Charles Bacchi, president and CEO of the California Association of Health Plans, noted that health insurers are required by law to spend a specified percentage of premium dollars on patient care.
“Health insurance in California is heavily regulated, with requirements that all plans offer robust benefit packages and the majority of premiums go back into direct medical care,” Bacchi said in an email.
“Even with proposed mergers, California’s health insurance market is highly competitive,” he said. “Plans gain ground by offering affordable coverage that is tied to access to high quality health providers, which ultimately benefits consumers.”
Insurance companies also believe that increased scale will give them bargaining clout in rate negotiations with hospitals and other medical providers. The same rationale applies to the current wave of consolidation among hospitals.
There is some precedent for a state regulator putting the brakes on a large merger.
John Garamendi, California’s insurance commissioner in 2004 when Anthem wanted to buy Wellpoint Health Networks for $17 billion, temporarily nixed the proposed deal. He ultimately approved it after Anthem appealed his decision and offered about $100 million in concessions, in addition to dropping a lawsuit it had filed against the commissioner.
“Certainly there is a lot of precedent for the Department of Managed Health Care and the Department of Insurance to place fairly strong conditions on any mergers,” Wright said.
The DMHC said little about the current merger proposals beyond suggesting it would carry out its due diligence.”The DMHC examines proposed mergers to ensure that the enrollees of all plans involved in the transaction have continued access to appropriate health care services,” Rodger Butler, the agency’s information officer, said in an email.
“As the largest regulator of health plans in California, our primary focus is to ensure compliance with the strong consumer protections and financial solvency requirements of the Knox-Keene Act [which regulates HMOs in California],” Butler said.

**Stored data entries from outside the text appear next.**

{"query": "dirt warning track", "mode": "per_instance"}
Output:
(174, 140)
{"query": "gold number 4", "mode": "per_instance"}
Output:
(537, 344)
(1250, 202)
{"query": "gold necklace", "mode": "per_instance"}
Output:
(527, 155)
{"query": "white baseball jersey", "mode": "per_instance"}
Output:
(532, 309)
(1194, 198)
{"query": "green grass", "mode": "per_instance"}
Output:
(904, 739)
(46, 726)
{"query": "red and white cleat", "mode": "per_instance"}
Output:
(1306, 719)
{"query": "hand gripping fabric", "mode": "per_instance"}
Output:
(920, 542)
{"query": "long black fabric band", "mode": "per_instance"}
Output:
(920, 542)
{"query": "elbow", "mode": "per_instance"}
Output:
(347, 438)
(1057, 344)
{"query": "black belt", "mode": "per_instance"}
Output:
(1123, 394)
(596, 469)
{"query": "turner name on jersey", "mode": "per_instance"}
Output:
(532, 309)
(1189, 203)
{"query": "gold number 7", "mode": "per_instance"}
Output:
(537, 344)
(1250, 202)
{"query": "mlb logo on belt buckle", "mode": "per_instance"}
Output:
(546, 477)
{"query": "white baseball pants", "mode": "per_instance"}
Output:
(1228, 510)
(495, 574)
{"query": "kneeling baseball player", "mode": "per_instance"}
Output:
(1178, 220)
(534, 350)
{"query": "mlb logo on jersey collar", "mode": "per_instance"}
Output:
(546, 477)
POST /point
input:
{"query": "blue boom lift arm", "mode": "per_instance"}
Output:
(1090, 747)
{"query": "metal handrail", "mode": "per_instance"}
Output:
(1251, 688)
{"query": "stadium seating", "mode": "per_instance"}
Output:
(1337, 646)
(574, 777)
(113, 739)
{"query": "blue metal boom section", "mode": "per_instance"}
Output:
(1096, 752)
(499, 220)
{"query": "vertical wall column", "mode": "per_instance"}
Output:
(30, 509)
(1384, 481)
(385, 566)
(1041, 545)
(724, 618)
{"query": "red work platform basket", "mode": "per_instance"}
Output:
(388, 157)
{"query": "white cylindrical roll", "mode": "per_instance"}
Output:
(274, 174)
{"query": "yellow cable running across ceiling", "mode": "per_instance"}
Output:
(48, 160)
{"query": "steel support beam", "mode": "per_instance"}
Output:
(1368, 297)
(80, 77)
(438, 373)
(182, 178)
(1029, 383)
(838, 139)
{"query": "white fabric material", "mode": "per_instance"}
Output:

There is another option for regulators that falls between approval with conditions and outright rejection.
If the conditions imposed are too onerous for insurers, they might back out of a proposed deal.
That scenario played out last year when Prime Healthcare proposed an acquisition of six Daughters of Charity hospitals in California. Attorney General Kamala Harris set strong conditions on the sale – so strong that Prime dropped the effort.
“Conditions can be a form of rejection, then it’s up to the entities to see if the deal is worth going forward,” Wright said. “It’s rare that insurers would walk away from conditions, but it’s certainly not rare to see conditions.”
Neither the DMHC nor the CDI have revealed a timeline for their decisions on the pending mergers.